多次命懸一線,他還記得,他離死亡最近的一次,也是那樣吐血。不止是他,那些死在他手裏的亂臣賊子,死前亦會吐血。
疼的是她,可柏燼也跟着感同身受般心尖緊緊揪起,難言的疼痛積壓在胸口。
他眼尾剎那勾起點猩紅,猛然凝向傅明禮:“怎會這般?”
他想知道。
傅明禮也想知道。
傅明禮以爲、以爲千桃僅僅是夜間吹風染上風寒。
少女吐出濁血時,沒有哭喊,沒有喊疼。她就那樣笑着望向他,支離破碎的笑。傅明禮甚至有種他抓不住她的錯覺。
他察覺到少女漸漸微弱的呼吸,她的額頭不再滾燙,反而變得冰涼。
他看着少女脣角的血逐漸蔓延。
傅明禮也曾用衣角爲她擦拭。
擦不完。
擦不乾淨。
心底萬般慌亂無措,在視線與柏燼對上的那瞬,悉數化爲仇恨。若不是柏燼沒護好她,若不是柏燼非要搶走她,又何至於落到今天這局面?!他徑自越過柏燼,聲音壓抑:“讓開”
柏燼提着長刀的手一再收緊。
目光觸及千桃時,手又稍稍鬆開。他抿脣,跟在傅明禮身邊去往醫館。
似乎想到些什麼,他頓下腳步,偏頭告訴跟隨於身後的禁軍:“去太尉府,將徐守光請來。”
禁軍匆匆離去。
醫館冷冷清清。
老大夫坐在櫃檯前,手裏抓了把草藥,昏昏欲睡。
聽見腳步聲,不緊不慢掀開眼皮,沒看清來人模樣,嘴裏唸唸有詞:“看病?需稍等等,待老夫先將這副藥方開完。”
然而就在他落音的下一刻,脖頸貼上冰涼冷硬的鐵製物。
老大夫不敢亂動,眯起眼往脖頸瞧去。
……待看清的那刻,他渾身汗毛倒立。
低眸瞧見倒映他雙眸的、泛起銀光的銳利長刀。
他顫巍巍挪挪身,好在長刀並沒有追着他來。青年在他身後,森冷道:“要麼治病,要麼……死。”
老大夫額頭冒出冷汗,忙不迭應好。
他擦乾汗珠,往來人身上看去。
是兩名青年。
其中一個青年懷抱少女。少女面色寡白,脣瓣暈染血漬,彷彿半隻腳踏進鬼門關。老大夫多年來,救人無數,遇見病患,瞧上幾眼便知曉對方好壞。

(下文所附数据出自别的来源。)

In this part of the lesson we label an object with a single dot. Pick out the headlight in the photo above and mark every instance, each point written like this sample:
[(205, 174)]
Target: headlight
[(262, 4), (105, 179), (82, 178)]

他頂着幾道森寒目光指了指右側竹榻:“先將姑娘放去榻上。”
等人將少女放去榻上,他纔開始把脈。
把脈的這點時間,格外漫長。
柏燼先前表現得再兇狠,到現在,連步子都不敢隨意邁開。
生怕打擾大夫。
他甚至想,現在疼痛的是他該多好。
良久,老大夫開口:“是中毒,好在來得及時,毒性還未蔓延,老夫試上一試。”
在大夫說出有救的那瞬,柏燼黯淡無光的瞳孔間,天光大作。
可他並不能妄下定論影響大夫判斷。
老大夫取來銀針,往千桃額前幾個穴位刺去。
千桃像是感知到額前的疼痛,細長遠山眉蹙起。大夫如此往復,竟是有些成效。千桃沒再吐血了。
老大夫、連同柏燼眼中都流露出輕鬆。
只有傅明禮瞳孔微縮。
老大夫笑道:“想來再過一柱香功夫,這位姑娘便會醒來。”
不、不會的。
傅明禮張張嘴,嗓子乾澀到幾乎說不出話。
好像只有他陷入深深的哀切。
只有他知道,醉生夢死分五個階段,其一渾身發熱、伴有醉意;其二吐血;其三便是千桃如今這樣。如今,即便取來解藥,千桃也只有三分存活的機會。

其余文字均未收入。